O caos sanitário, a temida inflação, os elevados preços dos gêneros de primeira necessidade, o desemprego e a fome não incomodam mais a família Bolsonaro, tampouco seus seguidores fanatizados e emburrecidos. O aumento diário da gasolina, do álcool e do óleo diesel não impedirá apenas a circulação dos esquerdopatas. Seremos todos atingidos. É preciso que entendamos definitivamente que, esquecidas as reformas que poderiam gerar algum crescimento, o governo do desenxabido líder talibã chegou à fase da queima de estoque. Enquanto isso, o dia do golpe está marcado para 7 de setembro, Dia da Independência. Passarei o feriado em família, com filhas e netos, provavelmente degustando algumas brahminhas da Skol e certamente visitando o water closed a cada hora para tentar expelir o medo dos fundamentalistas ensandecidos ou endinheirados (talvez as duas coisas) que prometem tomar as ruas do Brasil.

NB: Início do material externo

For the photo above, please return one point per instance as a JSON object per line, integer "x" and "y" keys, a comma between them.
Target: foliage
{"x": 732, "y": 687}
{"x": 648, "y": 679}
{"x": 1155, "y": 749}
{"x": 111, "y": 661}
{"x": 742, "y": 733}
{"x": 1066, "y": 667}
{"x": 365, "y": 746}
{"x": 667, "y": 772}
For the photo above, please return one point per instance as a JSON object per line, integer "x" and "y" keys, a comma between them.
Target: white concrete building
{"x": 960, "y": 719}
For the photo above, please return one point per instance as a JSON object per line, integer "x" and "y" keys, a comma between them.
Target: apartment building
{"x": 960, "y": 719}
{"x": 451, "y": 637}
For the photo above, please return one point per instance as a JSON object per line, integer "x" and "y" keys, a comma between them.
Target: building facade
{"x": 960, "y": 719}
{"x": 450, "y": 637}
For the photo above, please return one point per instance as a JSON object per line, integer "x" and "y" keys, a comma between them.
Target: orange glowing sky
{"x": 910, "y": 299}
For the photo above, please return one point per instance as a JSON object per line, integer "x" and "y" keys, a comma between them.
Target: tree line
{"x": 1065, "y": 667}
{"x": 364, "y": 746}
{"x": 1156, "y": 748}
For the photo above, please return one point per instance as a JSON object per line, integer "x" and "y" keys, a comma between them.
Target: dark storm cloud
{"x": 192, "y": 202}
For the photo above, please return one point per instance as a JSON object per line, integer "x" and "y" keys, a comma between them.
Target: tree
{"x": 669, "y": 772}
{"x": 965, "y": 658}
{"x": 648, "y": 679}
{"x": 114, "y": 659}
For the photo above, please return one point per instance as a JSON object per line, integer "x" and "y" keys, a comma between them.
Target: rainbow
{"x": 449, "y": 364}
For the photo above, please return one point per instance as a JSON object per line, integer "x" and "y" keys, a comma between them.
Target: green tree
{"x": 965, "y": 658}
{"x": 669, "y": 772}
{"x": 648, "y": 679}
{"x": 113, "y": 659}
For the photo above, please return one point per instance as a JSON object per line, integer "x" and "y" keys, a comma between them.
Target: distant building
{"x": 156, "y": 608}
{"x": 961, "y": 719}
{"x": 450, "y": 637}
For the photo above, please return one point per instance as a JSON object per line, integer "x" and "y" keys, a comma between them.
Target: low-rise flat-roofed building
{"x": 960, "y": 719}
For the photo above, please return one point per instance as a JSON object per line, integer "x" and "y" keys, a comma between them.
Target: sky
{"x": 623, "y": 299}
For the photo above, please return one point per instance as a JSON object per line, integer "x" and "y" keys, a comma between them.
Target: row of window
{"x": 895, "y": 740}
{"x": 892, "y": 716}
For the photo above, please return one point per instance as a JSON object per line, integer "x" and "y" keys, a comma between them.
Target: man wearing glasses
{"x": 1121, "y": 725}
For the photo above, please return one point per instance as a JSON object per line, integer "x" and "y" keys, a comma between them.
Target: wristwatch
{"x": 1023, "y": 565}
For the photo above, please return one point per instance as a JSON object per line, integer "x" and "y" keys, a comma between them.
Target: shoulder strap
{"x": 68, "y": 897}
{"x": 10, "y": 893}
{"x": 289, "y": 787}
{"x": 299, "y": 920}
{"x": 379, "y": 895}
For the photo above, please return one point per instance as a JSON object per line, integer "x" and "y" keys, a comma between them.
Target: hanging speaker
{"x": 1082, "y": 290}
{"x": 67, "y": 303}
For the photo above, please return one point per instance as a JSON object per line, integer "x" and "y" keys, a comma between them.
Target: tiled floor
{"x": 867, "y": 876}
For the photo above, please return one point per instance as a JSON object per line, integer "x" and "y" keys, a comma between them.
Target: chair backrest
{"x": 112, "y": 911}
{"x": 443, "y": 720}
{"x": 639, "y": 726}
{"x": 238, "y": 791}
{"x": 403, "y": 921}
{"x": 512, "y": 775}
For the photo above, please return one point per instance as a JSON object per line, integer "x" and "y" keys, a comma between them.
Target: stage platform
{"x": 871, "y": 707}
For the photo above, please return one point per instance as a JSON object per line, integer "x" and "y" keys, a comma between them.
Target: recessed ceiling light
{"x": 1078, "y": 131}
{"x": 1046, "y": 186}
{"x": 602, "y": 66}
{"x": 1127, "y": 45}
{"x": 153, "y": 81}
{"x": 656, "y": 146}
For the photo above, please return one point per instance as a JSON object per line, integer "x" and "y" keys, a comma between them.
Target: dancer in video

Tudo é possível nessa quadra da vida. Impossível é vislumbrar alguma normalidade, alguma sapiência no presidente da República. Se depender do general Hamilton Mourão, do ministro Luiz Fux, do senador Rogério Pacheco (DEM-MG) e do já citado deputado Arthur Lira,  o Brasil continuará respirando ares absolutamente democráticos. Mais importante é saber que os quase 70% de brasileiros que não acreditam mais no bolsonarismo como algo sério não estão recolhidos com medo do golpe. A maioria está convicta de que, quando setembro chegar, as pedras talvez comecem a rolar ladeira abaixo. Eu sou um desses. E, antes que alguém pergunte novamente, minha ideologia é a família. Não tenho vínculos petistas, muito menos tucanos, pepistas, emedebistas ou pedetistas. Abomino a corrupção, os corruptos e os maluquetes. Portanto, torço, como sempre fiz, por um Brasil governado de forma séria e sem divisões.

Sertanejo sem shows e agora sem amigos, Sérgio Reis criou (?) a melhor resposta que, juntos, poderemos dar a Jair Messias Bolsonaro e seu califado sem barba: “Se você pensa que meu coração é de papel não vá pensando, pois não é”. Para arrematar, lembremos Vanessa da Mata na canção Boa Sorte. “…Acabou, boa sorte. Não tenho o que dizer. São só palavras. E o que sinto não mudará”. Força poderosa, a mente nos escraviza ou nos fortalece. Tenhamos em mente que apenas alguns querem e torcem pelo golpe. O problema é que, se ele vier, todos experimentaremos o caos. A escolha é nossa. Faça a sua.